Monthly Archives: December 2013

Alien Duration and the Experience of Time

Reprinted in Hackcircus #10, ‘SCALE’ (2016)

What I remember now, and you can see why, is the day The Humhums landed. (a) I noted the time and date for posterity and (b) a while later, realised I’d gotten the time wrong. Now, of course, the idea of divergence from a ‘right’ Earth time is quickly becoming outdated. Very soon, we will not be using Earth time. It just isn’t very useful.

Since joining the Sagittarian Union, the day to day turning of the Earth has become less and less important. I blame what made us successful galactically. When they first got here, our pleasant voices and interesting hair made us a very popular site for their call-centres. Soon, the entire planet became the Centre for Calls. People from elsewhere often referred to Earth just as Support World. Everyone all over the galaxy knew our voices, and styles of typing, and head shape. There were parodies of the human social style on Sirian Broadcasts.

But since we affected nearly everyone on every planet, it seemed worth it. A human could travel from one side of the galaxy and be treated with interest. People liked to see us in the flesh, as it were, rather than over the phone. They bought us drinks, groomed lice from our suits and hair. On some lonely howling plane, it became common to meet some alien race — such as a Cuboid Squint, or a Garbled Potater — initially outlandish, barely comprehensible, and have them ask:

— ‘Can you say ‘Hev Yeh Troid Tear-ning Et Eff end In Agin?’

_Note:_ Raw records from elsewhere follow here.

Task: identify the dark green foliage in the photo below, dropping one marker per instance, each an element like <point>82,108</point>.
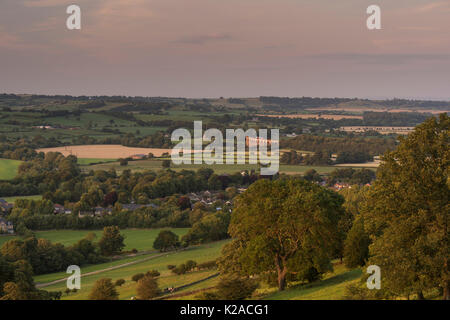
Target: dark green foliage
<point>111,242</point>
<point>166,240</point>
<point>356,246</point>
<point>147,288</point>
<point>104,289</point>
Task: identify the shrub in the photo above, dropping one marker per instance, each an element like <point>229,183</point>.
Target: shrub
<point>147,288</point>
<point>137,277</point>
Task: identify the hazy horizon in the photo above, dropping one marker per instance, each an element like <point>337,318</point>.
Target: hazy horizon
<point>212,49</point>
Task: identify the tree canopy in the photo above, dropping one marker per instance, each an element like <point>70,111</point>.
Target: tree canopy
<point>284,227</point>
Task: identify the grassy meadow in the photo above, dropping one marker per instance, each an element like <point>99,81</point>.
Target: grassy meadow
<point>140,239</point>
<point>202,253</point>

There was a problem, though, a problem that I want to write about today. It is an issue pressing down on us because of what is happening currently on Earth. It’s the problem of time. Rhythm. The Beats of Life. The When of the Galactic Now.

Work Time

What time — currently, I mean, Earth time — do you get up for work? What time do you stop? Currently, I work in a call centre which serves the planet Numpty three solar systems over. It rotates at a rate of 97 hours and 3 minutes Earth time, that is, a little over four Earth days. The Numpty-Dumptys — as they like to be called — have, like most races, a 1/3 time work day.  That is, they work for 1/3 of 97 hours. This is 32 hours and 20 minutes.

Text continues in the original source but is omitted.